Bid’ah Menurut Penjelasan Para Ulama Ahlussunah Wal Jama’ah (ASWAJA)
1. Imam Syafii
(Syaikhul Akbar Mutjahid Mutlaq[1] Nashirussunah[2] Al Hakim Al Imam Asy Syafi)
“Bid’ah terbagi menjadi 2 bagian. Pertama: Perkara baru yang menyalahi al-Qur’an, Sunnah, Ijma’ atau menyalahi Atsar (sesuatu yang dilakukan atau dikatakan sahabat tanpa ada di antara mereka yang mengingkarinya), perkara baru semacam ini adalah bid’ah yang sesat.
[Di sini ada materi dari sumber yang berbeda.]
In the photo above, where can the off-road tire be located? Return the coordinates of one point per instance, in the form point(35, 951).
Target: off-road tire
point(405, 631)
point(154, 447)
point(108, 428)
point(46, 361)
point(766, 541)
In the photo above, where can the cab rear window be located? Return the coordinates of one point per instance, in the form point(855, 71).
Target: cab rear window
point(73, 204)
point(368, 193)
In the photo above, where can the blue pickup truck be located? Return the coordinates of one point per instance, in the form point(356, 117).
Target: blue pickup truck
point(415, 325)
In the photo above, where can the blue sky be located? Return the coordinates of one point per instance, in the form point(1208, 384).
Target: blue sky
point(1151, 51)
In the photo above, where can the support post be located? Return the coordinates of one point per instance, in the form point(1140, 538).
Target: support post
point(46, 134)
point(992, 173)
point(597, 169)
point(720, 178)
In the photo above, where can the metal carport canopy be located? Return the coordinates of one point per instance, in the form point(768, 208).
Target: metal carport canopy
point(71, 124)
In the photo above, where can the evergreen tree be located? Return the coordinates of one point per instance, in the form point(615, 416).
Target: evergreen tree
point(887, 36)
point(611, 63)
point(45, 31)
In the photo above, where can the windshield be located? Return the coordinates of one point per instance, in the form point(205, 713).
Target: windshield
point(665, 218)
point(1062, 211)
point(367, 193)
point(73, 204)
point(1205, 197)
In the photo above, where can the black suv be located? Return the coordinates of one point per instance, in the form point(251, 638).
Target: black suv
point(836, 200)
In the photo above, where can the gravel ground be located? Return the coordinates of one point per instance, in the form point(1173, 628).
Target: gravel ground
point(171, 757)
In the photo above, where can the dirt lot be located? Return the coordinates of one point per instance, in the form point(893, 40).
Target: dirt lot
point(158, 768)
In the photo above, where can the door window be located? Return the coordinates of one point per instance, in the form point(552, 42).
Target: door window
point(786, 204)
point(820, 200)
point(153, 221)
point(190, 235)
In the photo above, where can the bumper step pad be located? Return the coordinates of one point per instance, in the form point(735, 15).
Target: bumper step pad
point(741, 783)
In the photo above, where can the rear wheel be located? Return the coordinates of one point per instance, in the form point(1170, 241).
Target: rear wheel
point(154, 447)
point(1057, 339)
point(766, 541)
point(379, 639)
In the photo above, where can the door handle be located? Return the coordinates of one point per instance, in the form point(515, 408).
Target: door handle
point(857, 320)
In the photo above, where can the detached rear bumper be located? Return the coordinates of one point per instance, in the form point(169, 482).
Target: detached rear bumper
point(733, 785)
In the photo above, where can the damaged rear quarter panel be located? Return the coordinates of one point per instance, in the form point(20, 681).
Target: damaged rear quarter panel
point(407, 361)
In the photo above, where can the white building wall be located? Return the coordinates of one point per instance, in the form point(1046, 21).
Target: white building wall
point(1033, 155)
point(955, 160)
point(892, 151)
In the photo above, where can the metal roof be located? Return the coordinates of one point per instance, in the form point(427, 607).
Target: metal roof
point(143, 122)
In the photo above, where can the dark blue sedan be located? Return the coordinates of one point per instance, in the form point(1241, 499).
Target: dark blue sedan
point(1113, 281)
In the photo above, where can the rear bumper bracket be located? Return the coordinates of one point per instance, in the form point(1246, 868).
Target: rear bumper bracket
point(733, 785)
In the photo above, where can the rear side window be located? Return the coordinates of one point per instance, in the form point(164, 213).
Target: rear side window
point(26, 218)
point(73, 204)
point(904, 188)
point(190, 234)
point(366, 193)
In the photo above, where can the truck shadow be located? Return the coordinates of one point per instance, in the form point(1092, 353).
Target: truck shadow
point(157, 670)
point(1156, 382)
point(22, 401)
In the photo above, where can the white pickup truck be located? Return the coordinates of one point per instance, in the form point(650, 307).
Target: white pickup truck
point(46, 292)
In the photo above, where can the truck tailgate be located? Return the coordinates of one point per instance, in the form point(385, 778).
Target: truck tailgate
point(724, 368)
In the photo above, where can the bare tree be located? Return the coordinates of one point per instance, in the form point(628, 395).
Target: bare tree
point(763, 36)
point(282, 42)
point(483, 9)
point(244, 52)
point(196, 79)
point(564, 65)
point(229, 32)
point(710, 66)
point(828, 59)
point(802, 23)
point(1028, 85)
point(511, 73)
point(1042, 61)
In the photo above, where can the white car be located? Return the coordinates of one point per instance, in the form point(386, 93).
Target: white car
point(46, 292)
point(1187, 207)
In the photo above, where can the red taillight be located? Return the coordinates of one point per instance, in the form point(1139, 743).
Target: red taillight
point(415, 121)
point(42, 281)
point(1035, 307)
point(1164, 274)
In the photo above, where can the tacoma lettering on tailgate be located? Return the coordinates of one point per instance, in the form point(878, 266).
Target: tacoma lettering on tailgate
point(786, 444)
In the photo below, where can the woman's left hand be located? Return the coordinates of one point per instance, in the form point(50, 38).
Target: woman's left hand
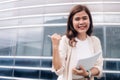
point(81, 71)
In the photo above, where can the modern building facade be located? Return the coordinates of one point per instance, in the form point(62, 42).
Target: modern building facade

Kedua: Perkara baru yang baru yang baik (hasanah) dan tidak menyalahi al-Qur’an, Sunnah, maupun Ijma’, maka sesuatu yang baru seperti ini tidak tercela”

(Riwayat Imam Baihaqi didalam Manaqib Asy Syafii Juz 1 Halaman 469, Ibnu Hajar Al Asqalaniy dalam Fath al-Bari bi Syarah Shahih Bukhari 13/253, Sayyid Al-Bakri Abu Bakar bin Muhammad Syatha’ Addimyatiy didalam I’anah At-Thalibin Ibn `Asakir dalam Tabyin Kadzib al-Muftari, hal. 97. Dinukilkan oleh adz-Dzahabi dalam “Siyar”, 8/408, Ibnu Rajab dalam “Jami` al-`Ulum wal-Hikam, 2/52-53, ).
2. Imam Ibnu Abdilbarr
Al Hakim Al Muhaddits Al Imam Abu Umar Yusuf bin Abdilbarr Al-Namiri Al-Andalusi, seorang ulama besar faqih lagi hafidh yang bermazhab maliki.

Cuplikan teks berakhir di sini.